This technology is a system for performing visual searches from a mobile device in wireless communication with a server. Local visual features are extracted from a query image acquired by the mobile device and encoded using a compact hash method. The encoded features and image boundary information are transmitted to a server that matches the features against a database. Geometry verification is performed on the match results to determine whether the query image may be a geometric transformation of an image in the database. The query image's boundary data is used to rank the search results before they are transmitted back to the mobile device for viewing by the device user.

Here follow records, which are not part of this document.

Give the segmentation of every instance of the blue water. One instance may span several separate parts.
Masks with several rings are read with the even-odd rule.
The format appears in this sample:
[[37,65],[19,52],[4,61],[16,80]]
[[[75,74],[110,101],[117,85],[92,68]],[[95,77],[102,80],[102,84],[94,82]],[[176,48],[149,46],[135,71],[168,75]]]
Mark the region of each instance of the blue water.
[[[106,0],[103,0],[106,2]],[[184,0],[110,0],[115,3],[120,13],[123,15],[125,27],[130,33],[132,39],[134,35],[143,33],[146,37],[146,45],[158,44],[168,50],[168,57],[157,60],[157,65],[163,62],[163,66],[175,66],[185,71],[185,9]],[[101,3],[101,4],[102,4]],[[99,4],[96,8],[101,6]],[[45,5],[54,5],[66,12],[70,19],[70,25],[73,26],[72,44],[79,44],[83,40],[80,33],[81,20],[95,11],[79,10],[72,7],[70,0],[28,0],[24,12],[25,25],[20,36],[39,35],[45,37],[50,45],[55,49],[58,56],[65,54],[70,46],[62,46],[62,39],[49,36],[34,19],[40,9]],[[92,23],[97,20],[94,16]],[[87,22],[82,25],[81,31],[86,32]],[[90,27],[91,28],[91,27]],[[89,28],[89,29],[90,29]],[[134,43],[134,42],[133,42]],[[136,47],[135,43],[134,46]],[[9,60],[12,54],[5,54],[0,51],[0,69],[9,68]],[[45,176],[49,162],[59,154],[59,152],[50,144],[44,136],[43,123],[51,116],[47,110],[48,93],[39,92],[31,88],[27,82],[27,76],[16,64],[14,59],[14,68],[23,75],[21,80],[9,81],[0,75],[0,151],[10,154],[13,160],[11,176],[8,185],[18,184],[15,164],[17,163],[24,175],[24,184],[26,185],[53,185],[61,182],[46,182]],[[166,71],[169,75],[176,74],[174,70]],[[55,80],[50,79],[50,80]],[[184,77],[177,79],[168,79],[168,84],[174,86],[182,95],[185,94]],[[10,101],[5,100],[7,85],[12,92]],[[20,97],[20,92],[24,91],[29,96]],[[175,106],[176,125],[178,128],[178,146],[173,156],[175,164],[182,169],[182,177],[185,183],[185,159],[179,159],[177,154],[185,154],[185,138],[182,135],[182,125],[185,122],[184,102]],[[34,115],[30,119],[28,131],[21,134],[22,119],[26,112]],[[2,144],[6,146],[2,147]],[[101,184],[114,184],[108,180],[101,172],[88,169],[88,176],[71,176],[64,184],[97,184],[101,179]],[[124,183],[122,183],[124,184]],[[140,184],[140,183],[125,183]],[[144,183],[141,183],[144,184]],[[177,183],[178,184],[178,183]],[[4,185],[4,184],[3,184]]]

Mobile visual search systems typically must extract relevant features of a captured image and transmit them to a server that attempts to match them over a database. Since transmission of visual features in graphical format can consume considerable bandwidth, there is a need to compress extracted image features. As the use of compressed graphics formats for this purpose does not afford a sufficient reduction in bandwidth usage, features must be encoding using some other method. By employing a bag of hash bits method to encode local images features, the technology can represent features using only a small number of bits. The hash bit representation also accelerates search speeds on the server by enabling flexible creation of the data indexing structure used to match encoded features. Search accuracy is boosted by using image boundaries to rerank the returned search results.
The technology's ability to outperform existing state-of-the-art mobile search methods was demonstrated over multiple sets of product images each containing between 300,000 and 400,000 images.